Learning to Adaptively Scale Recurrent Neural Networks
This work addresses the limitation of rigid scaling in RNNs for time series analysis, offering a more flexible approach for researchers and practitioners in sequence modeling, though it is incremental as it builds on existing multiscale RNN methods.
The paper tackled the problem of fixed scales in multiscale recurrent neural networks (RNNs) by proposing Adaptively Scaled RNNs (ASRNN), which learn and adjust scales based on temporal contexts, resulting in better performance on sequence modeling tasks compared to baselines without dynamical scaling.

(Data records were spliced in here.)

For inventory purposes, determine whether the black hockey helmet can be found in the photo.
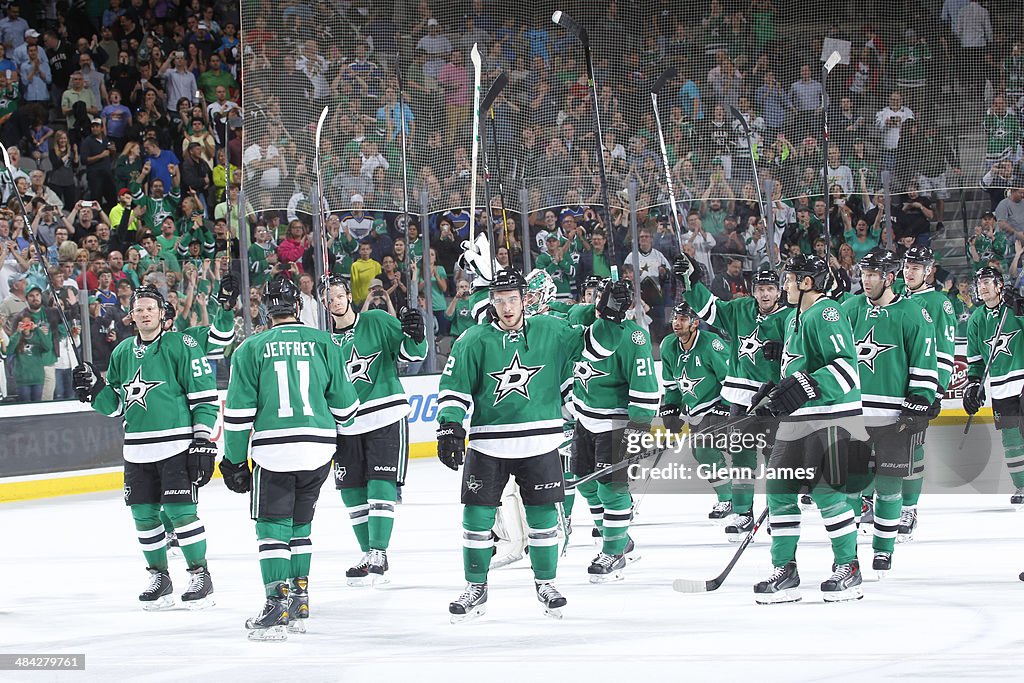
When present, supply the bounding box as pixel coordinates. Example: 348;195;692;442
487;268;526;294
903;247;935;270
751;268;778;288
131;285;167;310
782;254;833;294
266;278;302;317
857;247;900;274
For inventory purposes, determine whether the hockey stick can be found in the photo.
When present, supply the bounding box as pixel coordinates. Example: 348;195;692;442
313;106;329;331
729;106;774;270
551;9;617;266
672;507;768;593
959;306;1010;444
650;67;683;252
468;43;482;244
0;144;79;367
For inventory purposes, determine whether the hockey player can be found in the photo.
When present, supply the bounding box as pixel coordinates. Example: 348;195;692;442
329;278;427;586
896;247;956;543
437;269;580;624
572;280;660;584
673;254;792;540
220;278;359;640
73;287;217;610
751;255;863;604
658;301;741;540
842;248;938;572
964;266;1024;506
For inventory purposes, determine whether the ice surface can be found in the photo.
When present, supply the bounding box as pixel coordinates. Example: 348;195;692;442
0;460;1024;683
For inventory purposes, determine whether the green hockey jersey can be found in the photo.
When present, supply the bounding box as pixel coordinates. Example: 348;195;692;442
684;283;794;407
662;330;731;425
843;294;939;418
92;332;218;463
967;304;1024;398
336;310;427;434
572;318;660;433
907;287;956;398
224;323;359;472
437;315;582;459
780;297;862;420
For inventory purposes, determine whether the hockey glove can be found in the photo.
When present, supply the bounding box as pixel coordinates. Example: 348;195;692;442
398;306;427;344
186;436;217;488
657;403;683;434
217;272;239;310
71;362;106;403
964;379;985;415
899;396;932;433
437;422;466;472
761;340;784;360
1000;285;1024;315
220;458;253;494
768;373;821;415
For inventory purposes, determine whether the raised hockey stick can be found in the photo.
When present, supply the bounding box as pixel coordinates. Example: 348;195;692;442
468;43;482;244
551;9;617;266
650;67;683;251
313;106;329;331
672;507;768;593
0;144;85;367
729;106;774;270
959;306;1010;444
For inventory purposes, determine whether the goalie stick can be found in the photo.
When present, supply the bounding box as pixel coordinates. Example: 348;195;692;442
672;507;768;593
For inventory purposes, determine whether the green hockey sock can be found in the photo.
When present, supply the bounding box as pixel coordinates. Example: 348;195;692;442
999;427;1024;488
528;505;558;581
575;479;604;531
903;445;925;508
871;474;903;553
256;517;292;597
341;486;370;553
693;449;732;503
597;482;633;555
164;503;206;569
732;450;758;514
131;503;167;571
462;505;498;584
288;522;313;579
367;479;398;550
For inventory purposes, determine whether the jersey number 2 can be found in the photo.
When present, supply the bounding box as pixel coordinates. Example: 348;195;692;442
273;360;313;418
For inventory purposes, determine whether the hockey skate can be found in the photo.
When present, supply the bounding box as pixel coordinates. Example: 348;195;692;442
857;496;874;536
896;507;918;543
587;552;626;584
288;577;309;633
708;501;732;519
246;583;290;640
754;562;802;605
1010;486;1024;509
725;512;754;543
449;584;487;624
181;567;216;609
138;567;174;611
534;581;567;618
871;550;893;581
821;560;864;602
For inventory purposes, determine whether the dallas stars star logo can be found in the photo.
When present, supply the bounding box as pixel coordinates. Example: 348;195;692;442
676;370;708;398
985;330;1020;360
572;360;608;391
121;368;164;412
737;328;765;362
345;346;381;384
487;351;544;405
857;328;896;373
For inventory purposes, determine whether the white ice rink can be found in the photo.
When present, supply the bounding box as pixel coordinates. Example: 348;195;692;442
0;460;1024;683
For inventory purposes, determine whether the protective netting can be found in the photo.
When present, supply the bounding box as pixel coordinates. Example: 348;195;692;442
242;0;1024;278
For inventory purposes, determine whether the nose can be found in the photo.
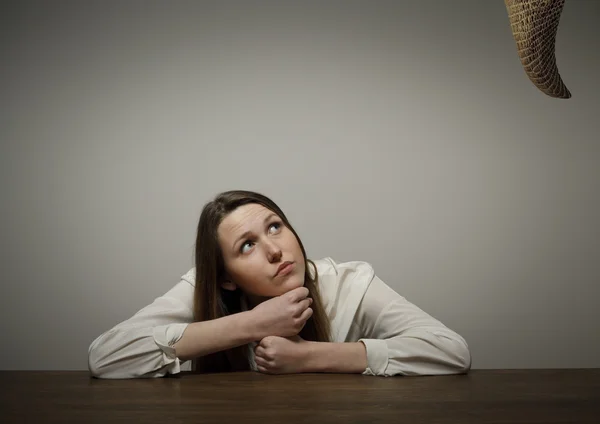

Recent advancements in recurrent neural network (RNN) research have demonstrated the superiority of utilizing multiscale structures in learning temporal representations of time series. Currently, most of multiscale RNNs use fixed scales, which do not comply with the nature of dynamical temporal patterns among sequences. In this paper, we propose Adaptively Scaled Recurrent Neural Networks (ASRNN), a simple but efficient way to handle this problem. Instead of using predefined scales, ASRNNs are able to learn and adjust scales based on different temporal contexts, making them more flexible in modeling multiscale patterns. Compared with other multiscale RNNs, ASRNNs are bestowed upon dynamical scaling capabilities with much simpler structures, and are easy to be integrated with various RNN cells. The experiments on multiple sequence modeling tasks indicate ASRNNs can efficiently adapt scales based on different sequence contexts and yield better performances than baselines without dynamical scaling abilities.